Home Artificial Intelligence Creating an Infographic With Matplotlib The Goal of the Infographic Importing Libraries and Loading Data Preparing and Creating the Infographic with Matplotlib Creating the Infographic with Matplotlib Full Code for Infographic Summary Dataset Utilized in this Tutorial

Creating an Infographic With Matplotlib The Goal of the Infographic Importing Libraries and Loading Data Preparing and Creating the Infographic with Matplotlib Creating the Infographic with Matplotlib Full Code for Infographic Summary Dataset Utilized in this Tutorial

0
Creating an Infographic With Matplotlib
The Goal of the Infographic
Importing Libraries and Loading Data
Preparing and Creating the Infographic with Matplotlib
Creating the Infographic with Matplotlib
Full Code for Infographic
Summary
Dataset Utilized in this Tutorial

Geological Lithology Variations Inside The Zechstein Group of the Norwegian Continental Shelf

Towards Data Science
Radial bar plots of lithology variation across the Norwegian Continental Shelf. Image by the creator.

Creating exciting and compelling data visualisations is important to working with data and being a knowledge scientist. It allows us to offer information to readers in a concise form that helps the reader(s) understand data without them having to view the raw data values. Moreover, we will use charts and graphs to inform a compelling and interesting story that answers a number of questions on the information.

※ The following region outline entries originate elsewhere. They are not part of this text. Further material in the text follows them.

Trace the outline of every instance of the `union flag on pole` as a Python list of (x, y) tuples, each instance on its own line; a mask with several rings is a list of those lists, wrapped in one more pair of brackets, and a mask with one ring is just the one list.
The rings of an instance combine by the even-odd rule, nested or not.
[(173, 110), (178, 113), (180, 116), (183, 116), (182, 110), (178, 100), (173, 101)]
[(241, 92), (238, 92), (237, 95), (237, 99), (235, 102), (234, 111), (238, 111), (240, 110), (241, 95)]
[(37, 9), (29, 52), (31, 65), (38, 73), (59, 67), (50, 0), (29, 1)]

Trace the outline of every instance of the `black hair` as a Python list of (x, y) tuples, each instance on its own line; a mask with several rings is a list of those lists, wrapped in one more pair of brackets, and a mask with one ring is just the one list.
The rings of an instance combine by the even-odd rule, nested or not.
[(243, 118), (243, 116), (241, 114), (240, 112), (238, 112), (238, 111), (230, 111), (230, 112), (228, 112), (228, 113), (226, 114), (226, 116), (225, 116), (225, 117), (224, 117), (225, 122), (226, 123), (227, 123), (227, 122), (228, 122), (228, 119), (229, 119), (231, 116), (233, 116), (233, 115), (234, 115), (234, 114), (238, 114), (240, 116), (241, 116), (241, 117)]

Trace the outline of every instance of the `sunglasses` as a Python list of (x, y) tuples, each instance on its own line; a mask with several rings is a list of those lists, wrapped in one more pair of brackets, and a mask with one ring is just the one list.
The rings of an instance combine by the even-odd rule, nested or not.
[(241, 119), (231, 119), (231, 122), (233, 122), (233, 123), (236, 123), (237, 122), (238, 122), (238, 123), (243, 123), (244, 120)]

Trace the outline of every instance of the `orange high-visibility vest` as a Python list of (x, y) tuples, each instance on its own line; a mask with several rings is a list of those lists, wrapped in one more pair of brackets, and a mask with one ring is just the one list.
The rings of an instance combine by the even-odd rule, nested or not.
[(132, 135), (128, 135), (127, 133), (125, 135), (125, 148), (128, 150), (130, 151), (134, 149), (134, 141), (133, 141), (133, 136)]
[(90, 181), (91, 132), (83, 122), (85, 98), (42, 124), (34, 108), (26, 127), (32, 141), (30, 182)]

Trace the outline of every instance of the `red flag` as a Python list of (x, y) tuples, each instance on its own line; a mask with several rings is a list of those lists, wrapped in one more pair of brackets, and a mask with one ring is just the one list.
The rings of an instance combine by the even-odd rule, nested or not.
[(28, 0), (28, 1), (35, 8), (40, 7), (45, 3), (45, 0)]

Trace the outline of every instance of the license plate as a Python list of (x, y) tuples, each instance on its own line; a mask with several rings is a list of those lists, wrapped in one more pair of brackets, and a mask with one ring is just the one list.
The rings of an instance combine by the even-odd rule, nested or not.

Inside the Python world, there are many libraries that allow data scientists to create visualisations and one among the primary that many come across when starting their data science journey is matplotlib. Nevertheless, after working with matplotlib for a little bit while, many individuals turn to other more modern libraries as they view the fundamental matplotlib plots as boring and basic.

With a little bit of time, effort, code, and an understanding of matplotlib’s capabilities, we will transform the fundamental and boring plots into something far more compelling and visually appealing.

In my past several articles, I even have focused on how we will transform individual plots with various styling methods. If you would like to explore improving matplotlib data visualisations further, you’ll be able to try a few of my previous articles below:

These articles have mainly focused on single plots and styling them. Inside this text, we’re going to take a look at constructing infographics with matplotlib.

Infographics are used to remodel complex datasets into compelling visual narratives which are informative and interesting for the reader. They visually represent data and consist of charts, tables and minimal text. Combining these allows us to offer an easy-to-understand overview of a subject or query.

After sharing my previous article on Polar Bar charts, I used to be tagged in a tweet from Russell Forbes, showing that it is feasible to make infographics inside matplotlib.

So, based on that, I assumed to myself, why not try constructing an infographic with matplotlib.

And I did.

The next infographic was the results of that, and it’s what we will probably be recreating in this text.

Example infographic that will be created using matplotlib. Image by the creator.

Keep in mind that the infographic we will probably be constructing in this text could also be suitable for web use or included inside a presentation. Nevertheless, if we were trying to include these inside reports or display them in additional formal settings, we will want to consider alternative color palettes and a more skilled feel.

Before we touch any data visualisation, we’d like to know the aim behind creating our infographic. Without this, it’s going to be difficult to narrow down the plots we would like to make use of and the story we would like to inform.

For this instance, we’re going to use a set of well log derived lithology measurements which have been obtained from the Norwegian Continental Shelf. From this dataset, we’re going to specifically have a look at the query:

What’s the lithological variation of the Zechstein Group inside this dataset?

This provides us with our place to begin.

We all know that we’re on the lookout for lithology data and data throughout the Zechstein Group.

To start, we first have to import numerous key libraries.

These are pandas, for loading and storing our data, numpy for performing mathematical calculations to permit us to plot labels and data in a polar projections, matplotlib for creating our plot, and adjustText to make sure labels don’t overlap on our scatter plot.

import pandas as pd
import matplotlib.pyplot as plt
import numpy as np
from adjustText import adjust_text

After the libraries have been imported, we next have to load our datasets. Details of the source for this dataset is included at the underside of this text.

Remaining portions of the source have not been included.